I hurry into the sitting room and look out of the window, but if a car had pulled up it has moved on again. There are no free
parking spaces outside the house. By this time of day the road is always lined with returning commuters, and a green Toyota
is sitting outside the house, parked badly in a space that could have taken two cars.

By six-forty I am a wreck. My hackles rise like a dog's with every passing vehicle. When a nice man knocks on the door at
six forty-five to ask for a charitable donation I nearly bite his head off. At six-fifty I try calling Adam. Perhaps he has
forgotten. But I just get his answering machine and I decide that it is a good sign and he must be on his way.

Just before seven there is a knock on the door and I open it ready to punch the man who stands there. It is Dan Stein. His
face falls.

“I've come at a bad time again,” he says, looking at my expression.

“No, no.” I try to smile, but it doesn't really work, and I realize I have to explain, “I've had some bad news, a family thing,
but I'm fine.”

“Okay.” He doesn't know how to go on. He's embarrassed by this talk of family because we are not yet familiar. I am not being
exactly welcoming. I haven't invited him in this time, and I cannot. Not tonight.

“Could we go out for a drink on Saturday,” I offer, managing a smile of sorts. “I'm sorry, I'll be in better shape by then.”
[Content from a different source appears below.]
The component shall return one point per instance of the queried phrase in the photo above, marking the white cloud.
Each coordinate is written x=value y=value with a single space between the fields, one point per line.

“You're in great shape right now,” he says, and grins to tell me the remark is intended in the best of taste, just meant to
comfort me.

I manage to smile back.

“Why don't you come over at around eight?” I suggest. “And we can go to the George.”

“Or for a meal,” he suggests. “If it's going to take this long to arrange one date, it might as well be a good one.”

“Okay, but not Indian,” I say, trying to make conversation but not wanting to.

“Are you sure you're okay?” he asks softly.

I nod, my jaw set. He lifts his hand, and for an instant I think he is going to touch my face. I draw back and his hand goes
to his pocket for a pen to write down his telephone number. We agree that we will see each other on Saturday, and I close
the door on him. Tonight was not the right time to entertain a suitor. Nevertheless, he is persistent and I like that. He
has met the twins and he is still persistent. I like that even more. He has sympathetic eyes, but he looks so young and pristine,
especially this evening, dressed in chinos and a leather jacket. Surely I am too old for him, too old and bashed around.